Falsificação e participação

Luis Camnitzer é um artista e professor uruguaio que trabalha principalmente com o tema da educação e transformação social. “O museu é uma escola” é sua máxima. O museu Reina Sofia, em Madrid na Espanha fez uma retrospectiva dos quase sessenta anos de trabalho do artista. A exposição se chama “Hospício de utopias falidas” e encerrou no dia 4 deste mês.

Como um ato de encerramento do programa Escola Perturbável, que foi realizado em paralelo com a exposição, o artista defendeu sua tese de doutorado Especulações e desvios diante do dilema apresentado por uma “Falsificação Original”.

Nesta ocasião, seu trabalho reflete sobre os conceitos de original e autoria. Em 1971, Luis Camnitzer começou a vender sua assinatura por centímetro com base no fato de que no sistema capitalista é a assinatura do artista que valoriza a obra de arte.

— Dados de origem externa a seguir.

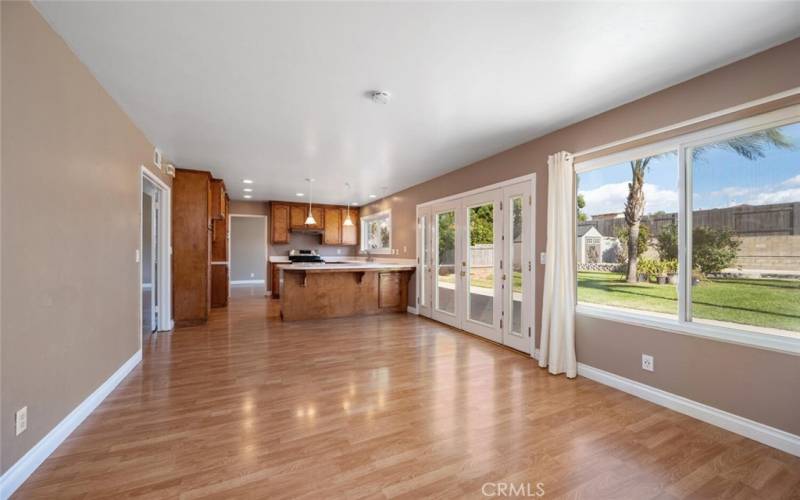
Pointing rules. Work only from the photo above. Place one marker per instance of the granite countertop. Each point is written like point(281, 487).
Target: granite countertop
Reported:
point(346, 266)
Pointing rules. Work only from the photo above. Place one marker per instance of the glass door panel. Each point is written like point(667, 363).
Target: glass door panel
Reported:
point(425, 265)
point(445, 257)
point(518, 289)
point(482, 244)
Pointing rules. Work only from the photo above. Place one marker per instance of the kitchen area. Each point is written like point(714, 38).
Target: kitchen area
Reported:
point(315, 269)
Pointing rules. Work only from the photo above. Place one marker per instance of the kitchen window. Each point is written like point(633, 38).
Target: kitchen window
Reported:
point(699, 234)
point(376, 230)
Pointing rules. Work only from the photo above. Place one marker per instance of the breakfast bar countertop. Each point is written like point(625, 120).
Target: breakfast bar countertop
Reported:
point(329, 267)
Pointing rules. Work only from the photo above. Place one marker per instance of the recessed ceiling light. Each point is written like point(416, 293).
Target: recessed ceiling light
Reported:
point(380, 96)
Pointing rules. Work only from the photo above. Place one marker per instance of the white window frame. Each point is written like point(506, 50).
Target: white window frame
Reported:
point(384, 214)
point(683, 324)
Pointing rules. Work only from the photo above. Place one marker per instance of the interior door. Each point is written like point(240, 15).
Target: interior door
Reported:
point(481, 264)
point(155, 299)
point(446, 287)
point(425, 262)
point(518, 266)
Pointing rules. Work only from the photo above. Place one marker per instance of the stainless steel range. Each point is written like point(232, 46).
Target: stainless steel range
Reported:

Com a venda direta da assinatura do artista, ele elimina “o tédio e os custos necessários para a produção da obra e operação de mercado”. Como ponto de partida para a realização de Falsificação original, o artista envia uma versão fac-similar da sua assinatura por e-mail a onze estudantes de arte para que eles possam recriá-la da maneira que quiserem.

Alguma das questões que ele propõe são:

  • Camnitzer está abandonando seu ego em favor dos estudantes ou está tentando se auto promover?
  • Ele tem algum direito de reclamação depois de ver a obra pronta, caso não lhe agrade?
  • A obra realizada pelos estudantes pertence a eles próprios ou ao Camnitzer?
  • Camnitzer está explorando os estudantes para que façam o que ele pede ou os está deixando livres para criarem o que quiserem?

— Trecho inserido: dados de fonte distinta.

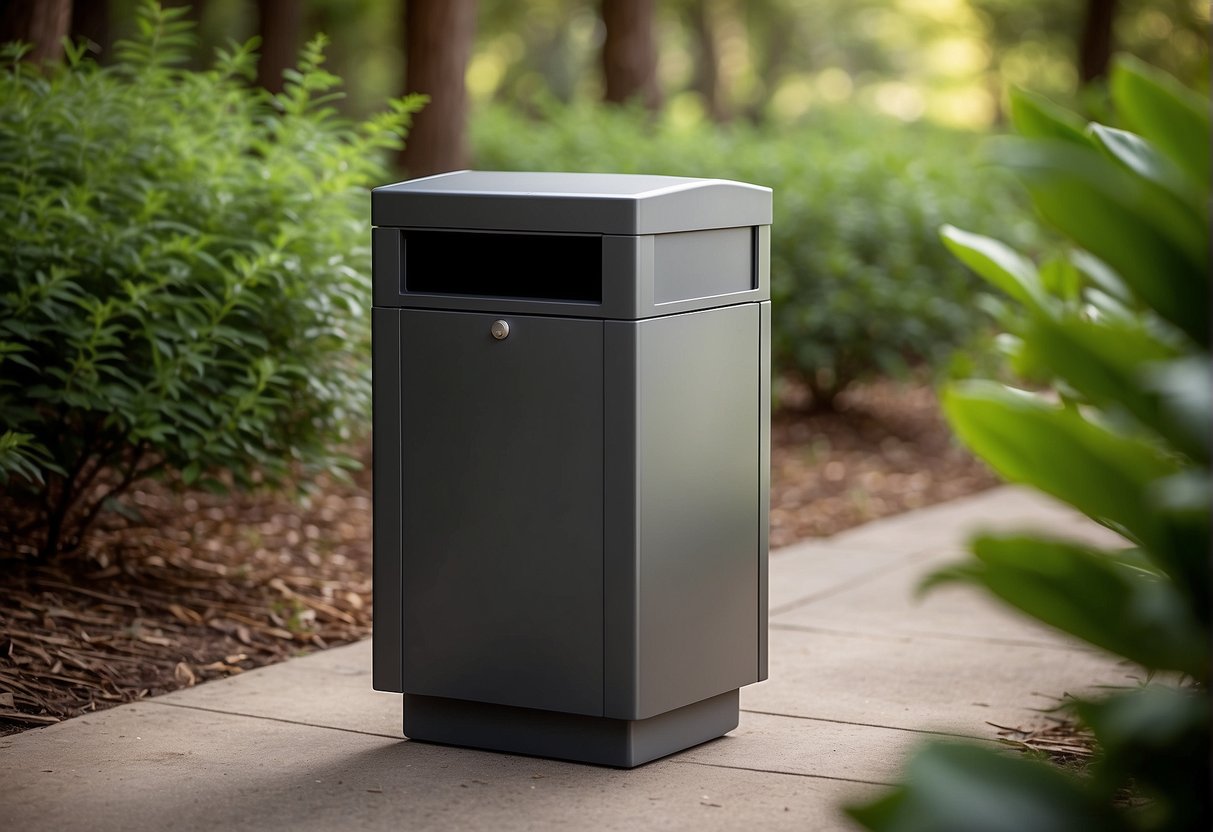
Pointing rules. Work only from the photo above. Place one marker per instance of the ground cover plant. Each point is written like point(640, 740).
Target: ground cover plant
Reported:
point(183, 275)
point(860, 284)
point(1118, 334)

Também pode-se questionar que muitas vezes objetos de arte ganham status apenas por terem a assinatura do artista “famoso” mesmo sem terem grandes qualidades. O prestígio de um artista se torna maior que a obra em si. Camnitzer nos faz refletir sobre o monopólio da criatividade pelos ditos “profissionais” deixando pouca credibilidade para os “comuns”.

Para ele, a arte não é sinônimo do objeto de arte, destinado a venda; a arte é uma forma de pensar e tem o objetivo de mudar a sociedade na qual está inserida. Aliás, poucos artistas conseguem se sustentar com a venda de objetos de arte. Todos gostariam de vender o máximo de trabalhos possível, mas é muito mais comum os artistas sustentarem suas vidas independentemente de suas relações com galerias – se tiverem alguma. Diversificar os fluxos de renda é essencial, e a maioria dos artistas “bem-sucedidos” faz isso muito bem. As vendas das galerias quase sempre ficam no final da lista.

As questões trazidas com a obra-tese de doutoramento estão envolvidas também na arte participativa e suas problemáticas, onde o artista é entendido menos como um produtor individual de objetos discretos e mais como um colaborador e produtor de situações. A prática artística está cercada de armadilhas se formos considerar as implicações políticas e éticas envolvidas e é exatamente este o ponto que Camnitzer quer discutir.

 

gabriela

 

GABRIELA MANFREDINI é uma artista emergente, designer e ilustradora residente em São Paulo. Interessa-se pelo universo artístico desde criança. Seu trabalho é principalmente envolvido por temas como conexão, encontros e empatia.